The Fellowships, which are awarded on the basis of a competitive application process for applicants both within and outside higher education institutions across the UK, offer funding of up to £50,000 for a period of between three and 24 months to experienced researchers to conduct a programme of original research in any discipline.
Commenting on the Fellowships, Professor David Latchman CBE, Master of Birkbeck, said:
“This is an outstanding achievement and further recognition that our academics are working at the very forefront of their disciplines to roll back the frontiers of knowledge. Five Leverhulme Fellowships are indicative of the strength of Birkbeck’s research across the School of Social Science, History and Philosophy – the constituent parts of the School were also highly rated in the recent REF exercise.”
Professor Miriam Zukas, Executive Dean of the School of Social Science, History and Philosophy, said:
“I am absolutely delighted for each of our five fellowship winners, given how fiercely competitive Leverhulme fellowships are. I am really proud of being the Dean for such an outstanding School – five fellowships in one year demonstrates both what brilliant academics we have and how effective our research strategy and support is.”
Professor Sasha Roseneil, Head of the Department of Psychosocial Studies, Assistant Dean for Research in the School of Social Sciences, History and Philosophy and Director of the Birkbeck Institute for Social Research, commented:
“I am delighted to have the opportunity, thanks to this Leverhulme Research Fellowship, to return to three field sites in Yorkshire – Barnsley, Hebden Bridge and inner city Leeds – in order to complete a 15-year longitudinal psychosocial study of contemporary personal life.
“The research explores how practices and experiences of personal life outside the conventional couple and family have changed over historical time and through individual lives, and how they differ between three places of contrasting socio-economic conditions and gender and family cultures.”
Professor Catharine Edwards of the Department of History, Classics and Archaeology, added:
“I am thrilled to have been awarded a Leverhulme Research Fellowship, which will give me the opportunity to complete my edition of selected letters of the philosopher Seneca.”

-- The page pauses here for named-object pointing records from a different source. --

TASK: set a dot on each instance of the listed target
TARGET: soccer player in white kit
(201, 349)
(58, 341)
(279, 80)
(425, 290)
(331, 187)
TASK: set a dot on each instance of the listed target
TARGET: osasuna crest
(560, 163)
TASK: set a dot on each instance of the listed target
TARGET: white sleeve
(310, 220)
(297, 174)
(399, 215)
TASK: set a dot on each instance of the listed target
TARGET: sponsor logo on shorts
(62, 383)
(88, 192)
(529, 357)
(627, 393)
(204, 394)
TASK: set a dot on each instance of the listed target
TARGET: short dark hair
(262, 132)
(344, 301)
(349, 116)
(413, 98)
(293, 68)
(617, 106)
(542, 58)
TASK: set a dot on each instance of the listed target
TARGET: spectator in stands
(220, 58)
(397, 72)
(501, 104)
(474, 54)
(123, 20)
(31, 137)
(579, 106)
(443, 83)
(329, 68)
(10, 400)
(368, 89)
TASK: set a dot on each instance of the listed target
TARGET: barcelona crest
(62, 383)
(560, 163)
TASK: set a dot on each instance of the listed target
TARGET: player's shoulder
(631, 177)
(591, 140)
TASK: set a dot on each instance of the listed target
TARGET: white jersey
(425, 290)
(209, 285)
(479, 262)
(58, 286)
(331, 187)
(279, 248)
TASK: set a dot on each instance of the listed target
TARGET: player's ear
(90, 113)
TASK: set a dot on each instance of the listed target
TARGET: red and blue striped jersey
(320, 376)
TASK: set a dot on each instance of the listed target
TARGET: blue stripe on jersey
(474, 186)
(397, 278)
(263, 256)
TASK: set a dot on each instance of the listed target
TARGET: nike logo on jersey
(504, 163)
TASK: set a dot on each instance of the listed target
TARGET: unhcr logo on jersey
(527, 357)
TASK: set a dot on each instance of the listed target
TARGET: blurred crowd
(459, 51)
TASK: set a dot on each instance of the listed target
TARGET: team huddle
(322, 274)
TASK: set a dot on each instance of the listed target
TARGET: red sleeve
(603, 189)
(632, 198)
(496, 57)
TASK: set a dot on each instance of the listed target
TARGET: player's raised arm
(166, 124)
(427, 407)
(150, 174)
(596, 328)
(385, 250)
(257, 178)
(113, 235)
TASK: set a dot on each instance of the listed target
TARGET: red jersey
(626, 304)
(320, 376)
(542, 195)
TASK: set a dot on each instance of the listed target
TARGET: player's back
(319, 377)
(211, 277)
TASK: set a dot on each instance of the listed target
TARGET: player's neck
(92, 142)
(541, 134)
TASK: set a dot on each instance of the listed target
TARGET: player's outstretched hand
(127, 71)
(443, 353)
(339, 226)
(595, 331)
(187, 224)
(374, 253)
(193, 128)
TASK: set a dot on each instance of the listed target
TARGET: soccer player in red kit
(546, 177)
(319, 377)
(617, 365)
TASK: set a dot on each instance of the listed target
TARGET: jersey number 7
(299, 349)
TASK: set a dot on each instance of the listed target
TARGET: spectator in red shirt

Dr Kate Maclean, Lecturer in Social Geography in the Department of Geography, Environment and Development Studies, said:
“I’m really delighted to have been granted a Leverhulme Fellowship. The award will allow me to build on my previous research in El Alto and La Paz, Bolivia, and specifically to look at how patterns of urban accumulation, dispossession and displacement in these locations challenge the way that such processes – often summarised by the word ‘gentrification’ – are generally conceived.”
Dr Sarah Howard, Lecturer in Modern European History in the Department of History, Classics and Archaeology, said:
“The Leverhulme Trust plays a major role in supporting research in the UK and I’m very honoured to be awarded a Leverhulme Research Fellowship.
“During the year of the Fellowship, my research will focus on violence and terrorism in Paris during the Algerian War, examining the ways that terrorism resonates in metropolitan centres and its impact upon different communities.”
Dr Sue Brooks, Senior Lecturer in Physical Geography in the Department of Geography, Environment and Development Studies, said:
“This is a wonderful opportunity for new research into storm impacts on cliffed coasts, so dramatically illustrated during the winter of 2013-14 and so vital for vulnerable communities living under threats from unpredictable forces.”